Posts Tagged ‘SimpleXML’

PHP and XML manipulation

Thursday, May 28th, 2009

Recently I’ve been fiddeling around with an old project of mine, and decided to extend it into a full-blown framework, just for kicks. Born from GDO, a ORM layer for PHP, it’s supposed to serve no real purpose but personal gratification.

Anyway, parallel with the framework I am building a website to showcase it. I also decided that in this specific case all the HTML documents should be built from either PHPs DOM or SimpleXML libraries, I personally dislike having HTML strewn across the project, so I’ve seperated structures like forms and tables into classes and the idea is that I can simply append them to the current page at a specific node and it’ll render the HTML when everything is added.

The problem

Here in lies the problem, PHPs XML libraries (at least the ones that I tried) require you to drag the top node to which you want to append whatever around in all helper classes and such, allow me to demonstrate.

<?php
$document = new DOMDocument();
 
$table = new DOMElement('table');
 
$row = new DOMElement('tr');
$row->appendChild(new DOMElement('td', 'test element'));
 
$table->appendChild($row);
$document->appendChild($table);

One would expect this all to work out fine and produce the following XML document;

<?xml version='1.0' encoding='utf-8' ?>
<table><tr><td>test element</td></tr></table>

In fact, it won’t. It won’t even run. PHP bails out during run time with the error “DOMException: No Modification Allowed Error“. This is because every DOMElement object not created with DOMDocument::createElement() is by default read-only, as you can read in the description of DOMDocument::__construct().

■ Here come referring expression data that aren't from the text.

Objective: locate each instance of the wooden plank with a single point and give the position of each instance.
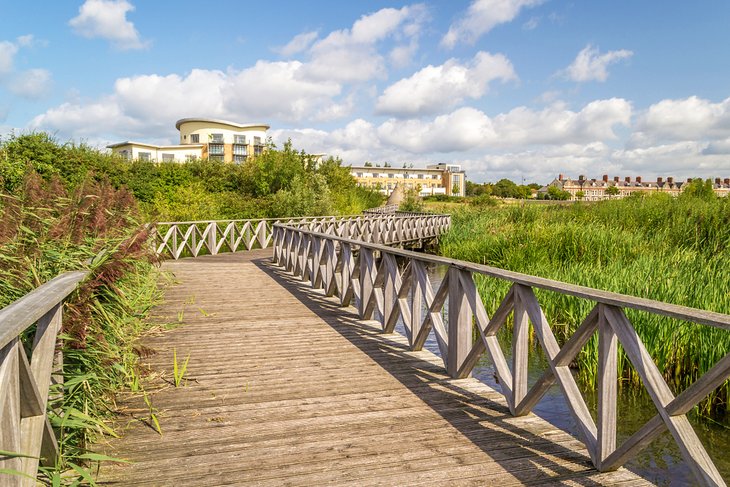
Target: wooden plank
(685, 437)
(312, 395)
(19, 315)
(710, 318)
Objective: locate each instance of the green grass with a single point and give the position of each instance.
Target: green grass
(671, 250)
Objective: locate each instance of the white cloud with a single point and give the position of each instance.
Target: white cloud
(591, 65)
(686, 119)
(481, 17)
(107, 19)
(351, 56)
(299, 43)
(31, 84)
(439, 88)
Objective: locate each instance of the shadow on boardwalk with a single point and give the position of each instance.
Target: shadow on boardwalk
(528, 448)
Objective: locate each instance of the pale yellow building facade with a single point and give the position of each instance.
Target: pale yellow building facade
(201, 138)
(436, 179)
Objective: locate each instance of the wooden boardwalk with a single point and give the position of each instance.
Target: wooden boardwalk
(286, 388)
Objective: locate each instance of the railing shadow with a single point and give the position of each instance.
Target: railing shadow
(484, 419)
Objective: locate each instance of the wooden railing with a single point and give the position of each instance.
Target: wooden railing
(191, 239)
(368, 275)
(26, 435)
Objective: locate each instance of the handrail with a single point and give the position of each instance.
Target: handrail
(180, 239)
(368, 274)
(25, 381)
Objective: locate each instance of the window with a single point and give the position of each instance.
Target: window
(215, 149)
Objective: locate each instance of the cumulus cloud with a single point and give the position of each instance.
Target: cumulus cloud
(350, 55)
(299, 43)
(437, 88)
(481, 17)
(107, 19)
(685, 119)
(591, 65)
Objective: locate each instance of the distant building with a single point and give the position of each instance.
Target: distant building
(201, 138)
(446, 179)
(597, 190)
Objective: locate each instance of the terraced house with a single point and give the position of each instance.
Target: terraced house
(201, 138)
(599, 189)
(446, 179)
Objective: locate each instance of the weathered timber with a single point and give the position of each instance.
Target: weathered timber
(382, 281)
(286, 387)
(25, 381)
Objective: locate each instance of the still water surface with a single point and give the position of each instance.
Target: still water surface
(660, 463)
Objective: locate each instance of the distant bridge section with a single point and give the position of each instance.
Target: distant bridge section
(211, 237)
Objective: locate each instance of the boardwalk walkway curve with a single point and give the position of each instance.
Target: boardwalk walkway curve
(286, 386)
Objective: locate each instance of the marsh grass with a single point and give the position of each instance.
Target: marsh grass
(47, 229)
(671, 250)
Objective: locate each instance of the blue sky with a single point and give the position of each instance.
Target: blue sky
(507, 88)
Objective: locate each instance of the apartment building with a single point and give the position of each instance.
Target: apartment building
(597, 190)
(201, 138)
(446, 179)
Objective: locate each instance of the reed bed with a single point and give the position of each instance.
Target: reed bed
(671, 250)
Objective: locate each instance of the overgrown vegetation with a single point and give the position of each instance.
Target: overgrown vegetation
(668, 249)
(68, 207)
(278, 183)
(48, 228)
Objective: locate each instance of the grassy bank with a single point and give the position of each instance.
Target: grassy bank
(672, 250)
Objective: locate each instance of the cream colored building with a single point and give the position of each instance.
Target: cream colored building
(446, 179)
(597, 190)
(201, 138)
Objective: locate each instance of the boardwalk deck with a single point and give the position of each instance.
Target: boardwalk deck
(286, 388)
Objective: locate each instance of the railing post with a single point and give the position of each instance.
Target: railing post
(607, 387)
(459, 331)
(520, 349)
(213, 238)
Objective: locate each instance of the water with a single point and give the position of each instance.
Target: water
(661, 462)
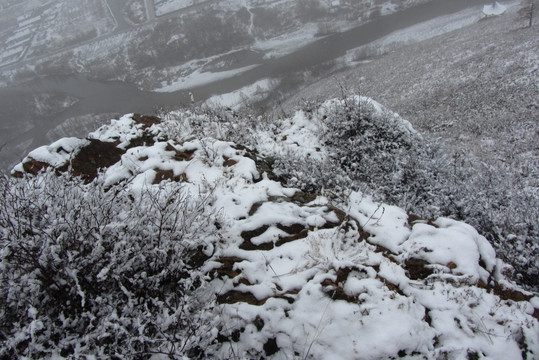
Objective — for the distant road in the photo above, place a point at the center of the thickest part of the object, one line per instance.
(105, 97)
(122, 27)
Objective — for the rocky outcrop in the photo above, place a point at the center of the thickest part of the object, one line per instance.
(297, 276)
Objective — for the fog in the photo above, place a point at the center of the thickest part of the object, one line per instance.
(65, 66)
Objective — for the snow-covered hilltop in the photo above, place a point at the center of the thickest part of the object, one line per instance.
(160, 238)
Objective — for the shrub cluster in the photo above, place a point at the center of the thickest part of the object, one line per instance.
(374, 150)
(112, 273)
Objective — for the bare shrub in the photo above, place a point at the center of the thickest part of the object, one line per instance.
(113, 273)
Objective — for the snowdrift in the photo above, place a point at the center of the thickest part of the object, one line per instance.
(294, 275)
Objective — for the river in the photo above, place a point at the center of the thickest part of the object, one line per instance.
(99, 97)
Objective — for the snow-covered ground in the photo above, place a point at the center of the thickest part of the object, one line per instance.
(244, 96)
(296, 275)
(473, 91)
(199, 78)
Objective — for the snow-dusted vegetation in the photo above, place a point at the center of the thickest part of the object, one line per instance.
(218, 234)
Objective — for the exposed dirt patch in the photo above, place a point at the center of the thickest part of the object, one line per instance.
(95, 156)
(235, 296)
(270, 347)
(185, 155)
(390, 285)
(228, 161)
(146, 139)
(303, 198)
(415, 219)
(417, 269)
(32, 166)
(249, 234)
(227, 269)
(197, 258)
(508, 294)
(162, 175)
(146, 120)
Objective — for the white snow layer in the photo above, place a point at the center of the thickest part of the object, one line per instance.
(494, 9)
(313, 282)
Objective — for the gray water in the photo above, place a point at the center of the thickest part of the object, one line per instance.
(19, 125)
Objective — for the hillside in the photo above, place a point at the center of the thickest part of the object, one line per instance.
(472, 92)
(189, 237)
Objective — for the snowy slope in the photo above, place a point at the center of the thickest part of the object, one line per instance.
(294, 275)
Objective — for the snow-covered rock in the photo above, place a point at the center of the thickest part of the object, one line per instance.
(296, 277)
(494, 9)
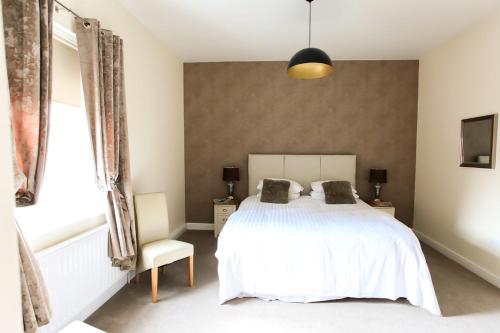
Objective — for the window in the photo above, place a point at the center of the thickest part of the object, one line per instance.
(70, 201)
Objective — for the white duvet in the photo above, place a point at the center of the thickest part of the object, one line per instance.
(308, 251)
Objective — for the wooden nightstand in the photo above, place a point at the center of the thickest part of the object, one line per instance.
(391, 210)
(222, 211)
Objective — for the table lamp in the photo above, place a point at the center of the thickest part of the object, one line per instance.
(378, 177)
(230, 175)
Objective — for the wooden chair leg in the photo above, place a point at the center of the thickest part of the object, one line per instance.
(154, 284)
(191, 271)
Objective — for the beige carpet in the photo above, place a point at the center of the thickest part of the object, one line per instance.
(469, 304)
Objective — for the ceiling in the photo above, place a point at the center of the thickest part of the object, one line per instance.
(259, 30)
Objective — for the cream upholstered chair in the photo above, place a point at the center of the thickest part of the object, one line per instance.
(155, 249)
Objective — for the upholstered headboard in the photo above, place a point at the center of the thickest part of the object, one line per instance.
(302, 168)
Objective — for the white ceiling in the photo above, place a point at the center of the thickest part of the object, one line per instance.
(258, 30)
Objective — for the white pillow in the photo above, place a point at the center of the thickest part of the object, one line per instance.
(321, 195)
(291, 196)
(294, 186)
(318, 186)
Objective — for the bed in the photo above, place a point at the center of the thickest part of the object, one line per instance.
(308, 251)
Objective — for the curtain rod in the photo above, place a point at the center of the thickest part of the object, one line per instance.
(72, 12)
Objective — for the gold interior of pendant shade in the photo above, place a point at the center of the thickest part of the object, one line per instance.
(310, 70)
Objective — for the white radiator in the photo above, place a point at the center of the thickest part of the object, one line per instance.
(79, 277)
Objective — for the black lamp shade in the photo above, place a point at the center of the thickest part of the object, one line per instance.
(310, 63)
(378, 176)
(230, 174)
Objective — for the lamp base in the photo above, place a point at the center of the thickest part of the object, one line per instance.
(230, 189)
(378, 187)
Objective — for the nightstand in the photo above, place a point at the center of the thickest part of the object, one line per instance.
(222, 211)
(391, 210)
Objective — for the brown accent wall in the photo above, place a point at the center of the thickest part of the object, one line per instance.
(367, 108)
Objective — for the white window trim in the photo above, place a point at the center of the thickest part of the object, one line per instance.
(64, 35)
(78, 228)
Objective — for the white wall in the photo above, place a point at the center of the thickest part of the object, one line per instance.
(10, 300)
(155, 103)
(459, 208)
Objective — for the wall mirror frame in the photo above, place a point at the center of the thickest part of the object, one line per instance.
(478, 142)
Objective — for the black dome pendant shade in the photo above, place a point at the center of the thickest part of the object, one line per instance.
(310, 63)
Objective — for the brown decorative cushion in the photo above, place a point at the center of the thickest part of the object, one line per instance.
(275, 191)
(338, 192)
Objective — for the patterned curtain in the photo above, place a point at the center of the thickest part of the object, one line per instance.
(28, 52)
(101, 62)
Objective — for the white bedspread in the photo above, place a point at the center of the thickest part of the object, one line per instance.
(308, 251)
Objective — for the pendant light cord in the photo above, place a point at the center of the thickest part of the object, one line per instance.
(309, 24)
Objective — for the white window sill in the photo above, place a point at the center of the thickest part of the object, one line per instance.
(65, 233)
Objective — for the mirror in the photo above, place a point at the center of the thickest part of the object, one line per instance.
(479, 141)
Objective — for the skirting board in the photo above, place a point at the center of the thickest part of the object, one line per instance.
(178, 232)
(101, 299)
(200, 226)
(468, 264)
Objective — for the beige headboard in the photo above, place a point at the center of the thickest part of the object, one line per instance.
(302, 168)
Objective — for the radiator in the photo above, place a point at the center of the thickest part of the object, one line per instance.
(79, 277)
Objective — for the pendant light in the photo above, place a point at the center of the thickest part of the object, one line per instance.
(310, 63)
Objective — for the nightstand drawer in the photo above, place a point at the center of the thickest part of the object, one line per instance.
(224, 209)
(389, 210)
(221, 218)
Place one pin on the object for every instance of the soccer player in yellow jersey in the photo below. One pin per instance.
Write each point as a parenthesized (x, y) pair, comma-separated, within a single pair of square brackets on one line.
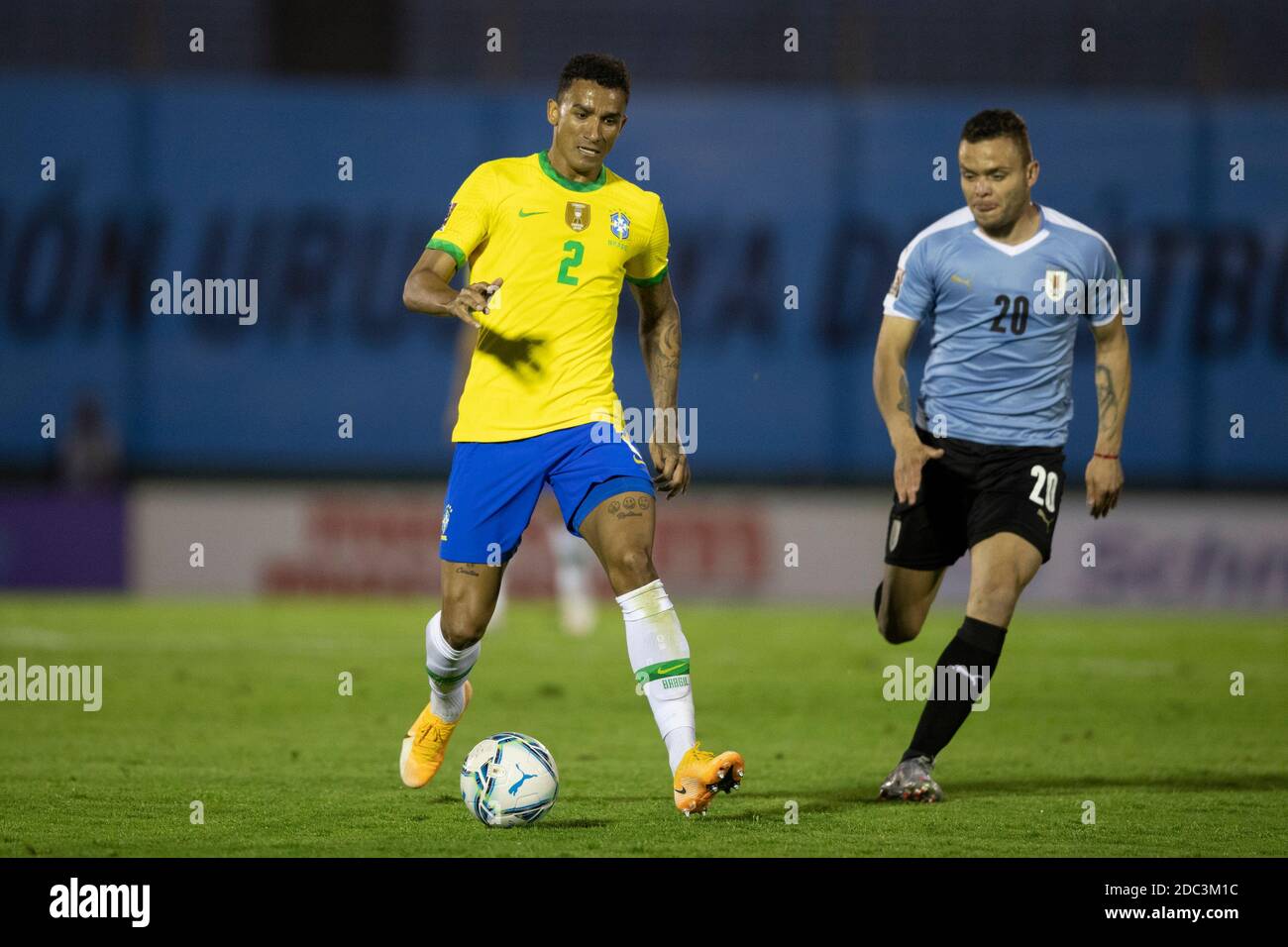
[(546, 241)]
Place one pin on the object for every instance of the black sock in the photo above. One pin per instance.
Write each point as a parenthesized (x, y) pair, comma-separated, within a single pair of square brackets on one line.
[(977, 646)]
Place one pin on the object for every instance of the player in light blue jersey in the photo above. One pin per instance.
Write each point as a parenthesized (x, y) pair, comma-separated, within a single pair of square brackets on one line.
[(1003, 283)]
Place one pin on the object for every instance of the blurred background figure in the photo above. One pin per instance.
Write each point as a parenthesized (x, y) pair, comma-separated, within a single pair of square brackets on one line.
[(89, 458)]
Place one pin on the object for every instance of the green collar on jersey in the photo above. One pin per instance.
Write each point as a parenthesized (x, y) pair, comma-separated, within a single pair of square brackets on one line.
[(571, 184)]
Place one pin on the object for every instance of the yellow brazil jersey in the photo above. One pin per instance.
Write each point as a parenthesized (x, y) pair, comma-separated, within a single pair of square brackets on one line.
[(544, 359)]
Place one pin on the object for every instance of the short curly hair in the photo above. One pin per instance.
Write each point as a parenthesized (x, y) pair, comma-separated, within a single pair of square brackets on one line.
[(599, 68), (999, 123)]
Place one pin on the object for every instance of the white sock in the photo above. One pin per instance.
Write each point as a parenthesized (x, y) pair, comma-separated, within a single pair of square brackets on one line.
[(447, 669), (660, 656)]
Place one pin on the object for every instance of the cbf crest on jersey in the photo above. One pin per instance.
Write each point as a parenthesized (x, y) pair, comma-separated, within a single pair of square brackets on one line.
[(1056, 282), (578, 215)]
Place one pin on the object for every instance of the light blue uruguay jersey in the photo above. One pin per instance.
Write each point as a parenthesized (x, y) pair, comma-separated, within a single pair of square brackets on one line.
[(1000, 365)]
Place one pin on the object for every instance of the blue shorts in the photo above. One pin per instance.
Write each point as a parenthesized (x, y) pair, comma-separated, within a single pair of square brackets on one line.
[(493, 486)]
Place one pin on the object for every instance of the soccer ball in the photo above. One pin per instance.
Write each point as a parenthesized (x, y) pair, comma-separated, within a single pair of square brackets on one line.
[(509, 780)]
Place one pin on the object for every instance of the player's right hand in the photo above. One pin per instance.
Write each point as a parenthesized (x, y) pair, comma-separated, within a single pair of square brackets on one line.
[(909, 462), (475, 298)]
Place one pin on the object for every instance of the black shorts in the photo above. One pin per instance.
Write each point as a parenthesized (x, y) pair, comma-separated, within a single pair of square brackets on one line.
[(973, 492)]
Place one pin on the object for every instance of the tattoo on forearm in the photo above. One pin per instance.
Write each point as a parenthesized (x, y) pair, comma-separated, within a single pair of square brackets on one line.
[(905, 397), (661, 343), (1107, 395)]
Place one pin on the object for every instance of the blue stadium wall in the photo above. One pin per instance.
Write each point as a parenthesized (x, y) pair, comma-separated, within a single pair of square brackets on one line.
[(763, 191)]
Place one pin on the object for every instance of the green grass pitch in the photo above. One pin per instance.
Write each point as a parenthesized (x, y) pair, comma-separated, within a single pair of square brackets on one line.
[(237, 705)]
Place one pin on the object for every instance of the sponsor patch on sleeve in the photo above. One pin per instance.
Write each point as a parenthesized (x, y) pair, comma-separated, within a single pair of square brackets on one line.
[(896, 285)]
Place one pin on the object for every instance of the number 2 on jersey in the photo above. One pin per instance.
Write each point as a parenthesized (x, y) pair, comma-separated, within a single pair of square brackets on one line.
[(574, 260)]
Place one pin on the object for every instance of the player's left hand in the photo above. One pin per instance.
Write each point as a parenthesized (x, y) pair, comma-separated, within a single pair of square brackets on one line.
[(1104, 483), (671, 466)]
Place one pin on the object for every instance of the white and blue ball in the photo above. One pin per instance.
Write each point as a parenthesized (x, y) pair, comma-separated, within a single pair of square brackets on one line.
[(509, 780)]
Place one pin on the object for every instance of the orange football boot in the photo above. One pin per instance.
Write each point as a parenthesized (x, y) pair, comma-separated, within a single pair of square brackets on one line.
[(700, 775), (425, 745)]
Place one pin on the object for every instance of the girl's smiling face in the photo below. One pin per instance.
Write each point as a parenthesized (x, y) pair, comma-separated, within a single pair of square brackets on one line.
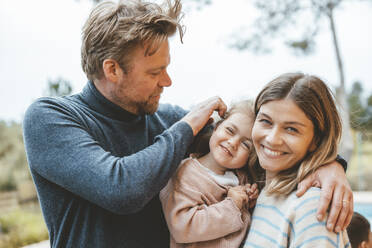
[(231, 143), (282, 135)]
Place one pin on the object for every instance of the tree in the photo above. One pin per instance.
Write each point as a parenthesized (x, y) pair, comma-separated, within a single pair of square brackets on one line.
[(357, 110), (58, 87), (298, 23)]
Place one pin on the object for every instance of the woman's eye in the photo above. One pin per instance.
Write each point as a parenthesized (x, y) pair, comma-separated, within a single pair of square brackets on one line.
[(229, 130), (292, 129), (265, 121)]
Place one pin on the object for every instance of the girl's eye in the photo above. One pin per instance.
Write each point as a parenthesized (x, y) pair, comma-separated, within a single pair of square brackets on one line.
[(247, 144)]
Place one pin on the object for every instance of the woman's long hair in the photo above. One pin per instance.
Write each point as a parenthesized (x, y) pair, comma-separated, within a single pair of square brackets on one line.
[(315, 99)]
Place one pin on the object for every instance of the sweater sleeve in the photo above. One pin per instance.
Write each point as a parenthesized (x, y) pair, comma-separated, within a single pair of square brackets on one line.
[(308, 231), (190, 219), (61, 150)]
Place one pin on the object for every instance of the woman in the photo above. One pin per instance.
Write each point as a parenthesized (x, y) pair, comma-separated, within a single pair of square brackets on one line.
[(297, 129)]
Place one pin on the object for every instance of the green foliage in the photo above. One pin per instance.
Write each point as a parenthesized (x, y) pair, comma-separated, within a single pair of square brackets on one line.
[(360, 109), (13, 163), (22, 227), (58, 87)]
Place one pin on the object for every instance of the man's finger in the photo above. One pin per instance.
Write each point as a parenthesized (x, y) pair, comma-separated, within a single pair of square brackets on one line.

Besides begging the PHP developers to make every DOMElement not read-only on construction, the obvious solution would be to add the DOMElement in question to the DOMDocument and continue building from there, but that’s the problem. It seems counter-intuitive to pass the DOMElement or DOMDocument that you want to append your seperate structure to to every constructor of every XML producing class (or via normal methods of course).

I’ve taken the literal example of PHPs DOM classes, but I’ve tested SimpleXML as well, which provides even less flexibilty regarding node reuse and other fancy stuff one could want to do with XML documents.

Workarounds

There are several solutions to this problem, to name a few:

  • Create a singleton class that holds one instance of DOMDocument, and use a wrapper method somewhere to either get a valid DOMElement
  • Have all classes that produce XML nodes use a fake DOMDocument, and then use DOMDocument::importNode() at the return-point to import the nodes (very inefficient, especially when using a deep-copy).
  • Have the classes that produce XML nodes return nested arrays containing all name -> content relations of the nodes and run through them when it’s sensible to do so.

I’ll leave it as an exercise to the reader to pick out the best method. I haven’t found a solution yet, but I hope to contact the DOM XML module maintainer and discuss this with him/her.